Maintenance & Support Plans
Before we closed out the interview Troy wanted to talk a little further about maintenance and support plans, why they are needed, and how they work at Bourn Creative.
We communicate with clients that WordPress is software, and like all software it does require maintenance. It’s not set it and forget it. There are updates that are required. We also talk about the history of updates, and while many updates are stable, some are not.

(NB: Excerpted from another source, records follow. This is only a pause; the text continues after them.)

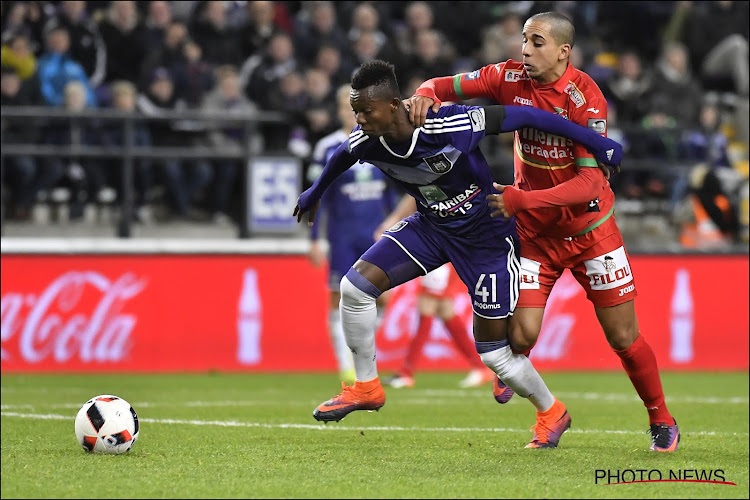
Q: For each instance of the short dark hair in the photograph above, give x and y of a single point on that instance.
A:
(379, 74)
(562, 27)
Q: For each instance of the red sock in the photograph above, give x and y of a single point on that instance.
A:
(415, 346)
(640, 365)
(457, 329)
(525, 353)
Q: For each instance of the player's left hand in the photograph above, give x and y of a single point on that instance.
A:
(299, 211)
(496, 202)
(608, 171)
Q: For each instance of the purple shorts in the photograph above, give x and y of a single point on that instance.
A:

We speak openly and honestly with them about proper maintenance procedures and our process:
- We first test everything on a staging URL to ensure no issues
- We check for any conflicts or problems
- We check our own code and make sure nothing has been deprecated
- We check any plugins installed for conflicts or errors and make any needed adjustments
- Only after everything has been tested do we push the updates to the live site
We also offer clients three different types of ongoing maintenance and support options:
- Maintenance only
- Maintenance and support by email and phone
- Maintenance and support by email and phone, and design/development hours
Last Words Of Wisdom
My advice for anyone starting their own business is to not do it alone.
Not everyone is lucky to have a partner built in like I do. So find a community, find a mastermind group, find someone to have coffee with to talk shop regularly. Being able to speak with others who “get” where you’re at and act as a sounding board can be invaluable.